Johnny Walsh

Personal information
- Native name: Seán Breathnach (Irish)
- Born: 22 August 1874 Tubberadora, County Tipperary, Ireland
- Died: 1 September 1957 (aged 83) Tubberadora, County Tipperary, Ireland

Sport
- Sport: Hurling
- Position: Half-back

Club
- Years: Club
- Tubberadora

Inter-county
- Years: County
- 1895-1900: Tipperary

Inter-county titles
- Munster titles: 5
- All-Irelands: 5

= Johnny Walsh (hurler) =

Irish hurler

Johnny Walsh (22 August 1874 – 1 September 1957) was a famous Irish sportsperson. He played hurling with his local club Tubberadora and with the Tipperary senior inter-county team from 1895 until 1900.

==Playing career==
===Club===

Walsh played his club hurling with his local Tubberadorat club and enjoyed much success. He won senior county championship titles with the club in 1895, 1896 and 1898. Tubberadora never again won another senior county title.

===Inter-county===

Walsh first came to prominence on the inter-county scene with Tipperray in 1890. Cork, however, were the standard bearers in the province of Munster at the time. In 1895 Tipp faced Limerick in the provincial final and the game turned into a rout. Tipperary won the game by 7-8 to 0-2 giving Walsh his first Munster title. Tipperary later played Kilkenny in the All-Ireland final to be played at what is now Croke Park. Tipp took a 1-6 to 1-0 lead at half-time and went on to hammer ‘the Cats’ by 6-8 to 1-10 at the final whistle. Tipperary’s Paddy Riordan is said to have scored all but one point of his team’s total as Walsh collected his first All-Ireland title.
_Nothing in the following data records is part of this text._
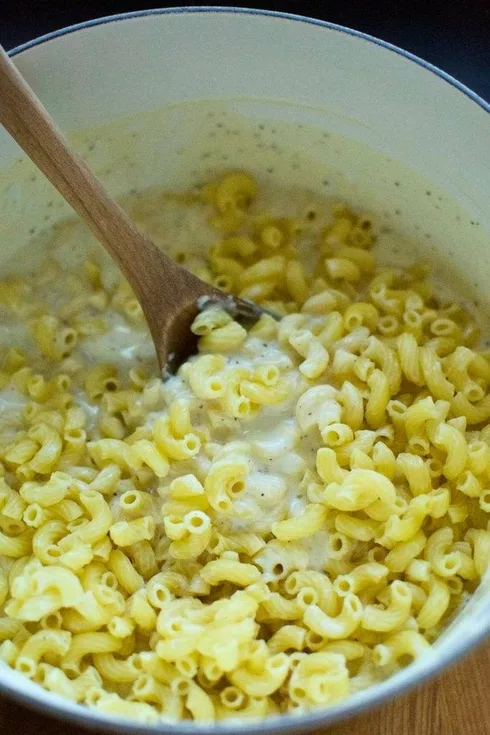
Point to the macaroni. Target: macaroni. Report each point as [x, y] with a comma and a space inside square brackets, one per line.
[291, 518]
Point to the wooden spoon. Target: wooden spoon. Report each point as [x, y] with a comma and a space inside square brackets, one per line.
[168, 294]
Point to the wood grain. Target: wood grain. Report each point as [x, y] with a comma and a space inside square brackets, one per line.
[167, 293]
[457, 703]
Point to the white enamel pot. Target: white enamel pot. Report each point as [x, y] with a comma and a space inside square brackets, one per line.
[247, 88]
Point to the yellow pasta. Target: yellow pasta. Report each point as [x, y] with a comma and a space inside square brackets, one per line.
[291, 518]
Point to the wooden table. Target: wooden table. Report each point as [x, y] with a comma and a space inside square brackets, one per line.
[457, 703]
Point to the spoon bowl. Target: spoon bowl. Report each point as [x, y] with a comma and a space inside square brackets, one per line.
[170, 296]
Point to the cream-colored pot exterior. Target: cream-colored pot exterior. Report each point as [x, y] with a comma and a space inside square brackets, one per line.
[261, 90]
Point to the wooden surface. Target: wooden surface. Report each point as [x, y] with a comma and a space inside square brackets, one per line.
[457, 703]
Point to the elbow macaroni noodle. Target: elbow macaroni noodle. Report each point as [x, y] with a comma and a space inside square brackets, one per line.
[292, 517]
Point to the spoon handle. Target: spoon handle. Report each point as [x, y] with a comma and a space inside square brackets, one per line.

In 1896 as Tipperary played Cork in the Munster final. That game had to end before the official finish and a replay took place. Tipp easily won the replay by 7-9 to 2-3. The subsequent All-Ireland final saw Tipperary play Dublin at the famous Jones’s Road ground. Tipp scored a goal in the very first minute and took a 4-6 to 0-1 lead at half-time. The game turned into a rout as Tipperary won by 8-14 to 0-4 giving Walsh a second All-Ireland title. This game still holds the record as the most one-sided All-Ireland final.

Tipp surrendered their provincial crown in 1897, however, the team took on Cork in the 1898 Munster final. That game had to be abandoned due to fading light, however, Walsh collected a third provincial title as Tipp easily defeated ‘the Rebels’ in the replay. Galway fell heavily in the penultimate game of the championship, allowing Tipp to advance to the All-Ireland final against Kilkenny. In a high-scoring and exciting game Kilkenny were on top for the first twenty-five minutes. In the second-half Tipp took the upper hand with Mikey Maher scoring three goals. A 7-13 to 3-10 score line gave Tipp the victory and gave Walsh a third All-Ireland title as captain.

1899 saw Tipperary defeat Clare in the provincial decider giving Walsh his fourth Munster title. It was another rout as the 5-16 to 0-8 score line suggests. This victory allowed Walsh's team to advance directly to the All-Ireland final where Wexford provided the opposition. Wexford held Tipp for the first fifteen minutes; however, they still took a 2-6 to 1-3 lead at half-time. Walsh 's side went on the rampage in the second-half and finished with a score of 3-12 to 1-4. The Wexford team walked off the field with ten minutes left in the game because they couldn’t find a substitute for an injured player. Tipp were awarded the title and Walsh collected his fourth All-Ireland title.

In 1900 Tipperary trounced Kerry by 6-11 to 1-9 in the provincial final, giving Walsh his fifth Munster title. Tipp later narrowly defeated Kilkenny in the All-Ireland semi-final before trouncing Galway in the ‘home’ All-Ireland final. This was not the end of the championship campaign because, for the first year ever, the ‘home’ finalists had to take on London in the real All-Ireland final. The game was a close affair with both sides level at 0-5 with eight minutes to go. London then took the lead; however, they later conceded a free. Mikey Maher stepped up, took the free and a forward ‘charge’ carried the sliothar over the line. Tipp scored another goal following a weak puck out and claimed the victory. It was Walsh's fifth and final All-Ireland title. He retired from inter-county hurling shortly afterwards.